Der Krankheitsverlauf sei sehr hart gewesen. Es hätten mehrere OPs stattgefunden und anschließende Chemotherapien. Sara habe sich unbezahlten Urlaub genommen und sei täglich für die Mutter da gewesen. Sie habe sich intensiv um sie gekümmert und viele pflegerische Aufgaben übernommen. Zwischenzeitlich habe es auch mal „gut“ ausgesehen und dann habe sich der Zustand aber wieder massiv verschlechtert. Sie sei ständig zwischen Krankenhaus und zuhause hin und hergewechselt. Habe ihre Mutter aber so lange und so viel es ging, zuhause mit nur wenig anderweitiger Unterstützung gepflegt. Als der Tod unausweichlich schien, habe sie ihrer Mutter fest versprochen, dass sie zuhause sterben dürfte. Sie organisierte die Palliativbetreuung zuhause.
Eines Nachts verschlechterte sich der Zustand der Mutter zusehends. Sara habe Angst bekommen und den Arzt gerufen. Dieser vermutete eine akute Komplikation und ließ sie ins Krankenhaus bringen. Sara widersprach in diesem Moment nicht. Sie schilderte, dass sie bei der Mutter ein deutliches Kopfschütteln wahrnahm als die Notärzte sie auf die Trage manövrierten. Dabei habe ihr die Mutter nochmal tief in die Augen geblickt.
Danach sei sie nicht mehr ansprechbar gewesen. Kurz nach der Ankunft im Krankenhaus sei die Mutter verstorben. Sara sei die ganze Zeit bei ihr gewesen.

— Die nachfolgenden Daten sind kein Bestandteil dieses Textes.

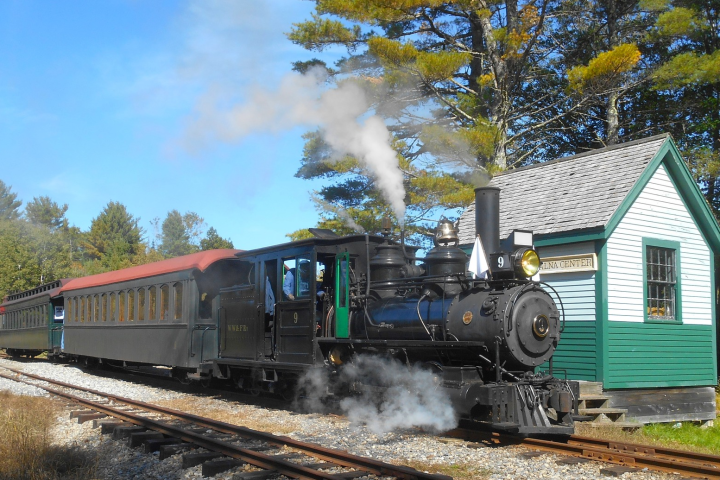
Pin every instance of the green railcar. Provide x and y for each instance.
(31, 322)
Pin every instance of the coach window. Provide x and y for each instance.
(152, 312)
(141, 304)
(113, 307)
(662, 281)
(103, 307)
(122, 300)
(178, 300)
(164, 302)
(131, 305)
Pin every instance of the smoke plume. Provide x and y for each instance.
(391, 396)
(302, 100)
(340, 212)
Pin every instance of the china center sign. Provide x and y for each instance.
(586, 262)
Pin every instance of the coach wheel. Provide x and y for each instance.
(181, 376)
(255, 389)
(90, 363)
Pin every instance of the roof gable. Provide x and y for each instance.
(584, 197)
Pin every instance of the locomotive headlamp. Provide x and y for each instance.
(526, 262)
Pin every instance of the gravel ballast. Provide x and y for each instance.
(117, 461)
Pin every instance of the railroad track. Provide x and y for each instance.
(171, 431)
(628, 455)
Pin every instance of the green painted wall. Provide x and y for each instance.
(576, 352)
(646, 355)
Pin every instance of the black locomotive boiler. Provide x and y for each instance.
(263, 318)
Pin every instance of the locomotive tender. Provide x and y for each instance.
(262, 318)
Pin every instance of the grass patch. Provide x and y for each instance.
(27, 451)
(459, 471)
(688, 436)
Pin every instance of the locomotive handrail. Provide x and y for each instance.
(562, 307)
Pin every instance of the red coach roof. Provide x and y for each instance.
(200, 260)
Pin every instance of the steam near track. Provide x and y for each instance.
(406, 397)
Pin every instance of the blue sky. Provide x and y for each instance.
(95, 97)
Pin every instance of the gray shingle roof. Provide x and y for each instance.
(572, 193)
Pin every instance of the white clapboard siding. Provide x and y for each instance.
(657, 213)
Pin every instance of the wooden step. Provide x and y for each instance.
(594, 397)
(624, 425)
(598, 411)
(590, 388)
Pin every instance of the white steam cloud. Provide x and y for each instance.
(340, 212)
(301, 100)
(392, 396)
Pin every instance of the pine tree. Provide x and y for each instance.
(214, 241)
(44, 211)
(690, 77)
(180, 234)
(114, 230)
(9, 205)
(458, 83)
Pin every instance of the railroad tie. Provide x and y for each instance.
(213, 467)
(137, 439)
(257, 475)
(193, 459)
(167, 451)
(121, 433)
(151, 446)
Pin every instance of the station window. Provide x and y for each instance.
(141, 304)
(662, 280)
(152, 313)
(131, 305)
(178, 300)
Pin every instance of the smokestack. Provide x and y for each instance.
(487, 218)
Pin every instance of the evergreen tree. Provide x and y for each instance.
(114, 230)
(601, 44)
(214, 241)
(43, 211)
(180, 234)
(462, 86)
(690, 78)
(9, 205)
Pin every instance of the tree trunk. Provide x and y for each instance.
(612, 118)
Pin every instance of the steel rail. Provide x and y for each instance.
(338, 457)
(662, 459)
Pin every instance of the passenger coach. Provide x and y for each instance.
(158, 314)
(31, 321)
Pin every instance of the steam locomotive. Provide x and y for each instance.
(263, 318)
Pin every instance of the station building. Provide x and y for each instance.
(629, 243)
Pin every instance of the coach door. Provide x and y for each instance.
(238, 317)
(295, 310)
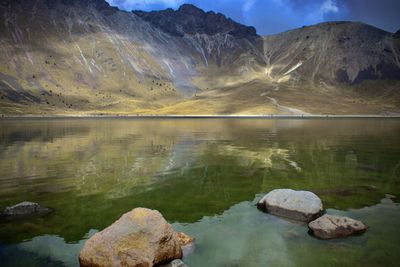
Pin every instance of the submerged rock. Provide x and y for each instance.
(141, 237)
(23, 209)
(187, 244)
(175, 263)
(302, 206)
(330, 226)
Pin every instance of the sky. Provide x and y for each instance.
(275, 16)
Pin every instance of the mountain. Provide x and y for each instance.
(86, 57)
(335, 53)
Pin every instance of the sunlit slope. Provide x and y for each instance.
(86, 57)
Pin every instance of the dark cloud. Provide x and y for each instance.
(274, 16)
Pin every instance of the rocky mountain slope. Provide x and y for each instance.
(86, 57)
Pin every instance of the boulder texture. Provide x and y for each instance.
(141, 237)
(175, 263)
(302, 206)
(23, 209)
(330, 226)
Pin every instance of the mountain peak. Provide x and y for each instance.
(190, 8)
(189, 19)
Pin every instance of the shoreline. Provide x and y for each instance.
(267, 116)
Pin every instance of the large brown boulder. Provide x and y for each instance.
(141, 237)
(330, 226)
(302, 206)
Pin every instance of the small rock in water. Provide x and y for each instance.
(302, 206)
(175, 263)
(25, 208)
(141, 237)
(390, 196)
(187, 244)
(330, 226)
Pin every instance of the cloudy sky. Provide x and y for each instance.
(274, 16)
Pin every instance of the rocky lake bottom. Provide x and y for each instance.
(205, 176)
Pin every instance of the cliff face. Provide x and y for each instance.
(78, 56)
(334, 53)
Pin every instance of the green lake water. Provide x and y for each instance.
(204, 176)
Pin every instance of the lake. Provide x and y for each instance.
(204, 176)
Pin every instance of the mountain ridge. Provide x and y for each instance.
(89, 57)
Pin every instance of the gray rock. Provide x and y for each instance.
(25, 208)
(330, 226)
(302, 206)
(175, 263)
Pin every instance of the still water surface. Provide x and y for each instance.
(204, 176)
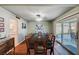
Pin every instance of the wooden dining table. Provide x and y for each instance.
(35, 42)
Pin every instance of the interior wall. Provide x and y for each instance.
(69, 13)
(10, 16)
(46, 28)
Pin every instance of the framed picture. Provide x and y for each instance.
(23, 25)
(1, 24)
(1, 19)
(1, 29)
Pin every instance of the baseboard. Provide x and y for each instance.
(65, 48)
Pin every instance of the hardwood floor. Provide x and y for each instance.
(21, 49)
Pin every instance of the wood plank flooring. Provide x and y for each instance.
(21, 49)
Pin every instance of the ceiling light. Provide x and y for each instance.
(39, 19)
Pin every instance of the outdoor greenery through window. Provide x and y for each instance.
(66, 34)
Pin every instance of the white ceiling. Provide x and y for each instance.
(47, 12)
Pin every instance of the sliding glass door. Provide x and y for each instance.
(66, 34)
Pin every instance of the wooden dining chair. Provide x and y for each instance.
(40, 47)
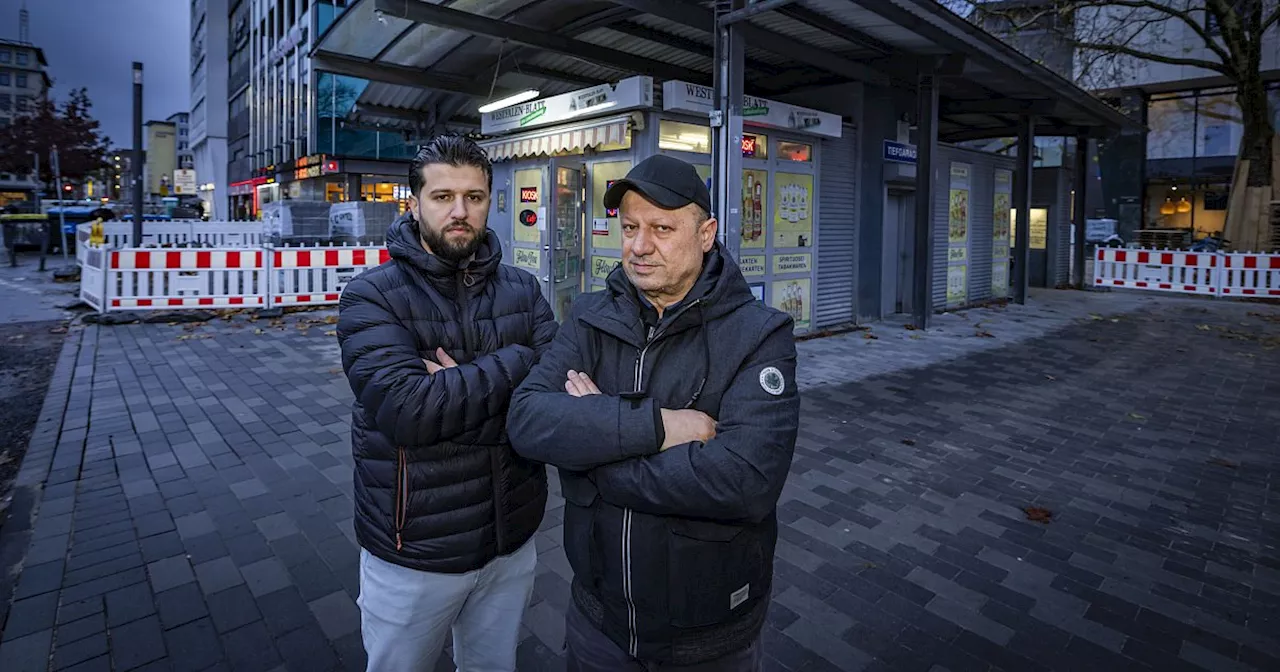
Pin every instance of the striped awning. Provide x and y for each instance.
(575, 137)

Sara berichtete mir in der ersten Sitzung, dass sie sich extreme Selbstvorwürfe mache, dass ihre Mutter nicht zuhause sterben konnte wie sie es ihr versprochen habe. Außerdem habe sie ihrer Mutter viel zu viel Leid zugefügt, indem sie sie immer wieder ermutigt habe, weitere vorgeschlagene Therapien in Anspruch zu nehmen, obwohl die Mutter oft nicht mehr wollte. Sie habe eine Woche vor ihrem Tod noch versucht, leichte Sportübungen mit ihr zu machen, damit sie zu Kräften komme. Im Rückblick sei das doch einer Qual der Mutter gleich gekommen. Eigentlich habe sie die Hoffnung bis zum Schluss nicht aufgegeben. Sie könne nun kaum mehr schlafen, gehe die Situation vor der Krankenhauseinlieferung ständig durch, frage sich was das Kopfschütteln bedeutet habe und wisse nicht wie sie wieder in ihr Leben finden solle.
An der Stelle darfst du mal kurz inne halten und deine automatische Bewertung der Schilderung wahrnehmen. Die gibt es nämlich bestimmt.
Was in der psychologischen Beratung half
In der gemeinsamen Beratung sind wir den Selbstvorwürfen nachgegangen. Wir haben herausgefunden, dass Sara durch die Vorwürfe sich selbst in der engen Beziehung zur Mutter auch über den Tod hinaus hielt. Sie sich beim Grübeln darüber der Mutter nahe fühlte. Den Tod habe sie in der Erkrankung immer wieder verdrängt und konnte ihn auch zu Beginn der Beratung nicht wahr haben. Sie hatte Angst davor, dass es bedeuten würde, ihre Mutter aufzugeben. Das wäre ihr wie ein Verrat an der Beziehung vorgekommen. Schuldvorwürfe halfen das Unbegreifliche begreiflich zu machen. Dies konnten wir Stück für Stück aufdröseln. Wir entwickelten Rituale und andere Möglichkeiten, sich ihrer Mama nahe zu fühlen.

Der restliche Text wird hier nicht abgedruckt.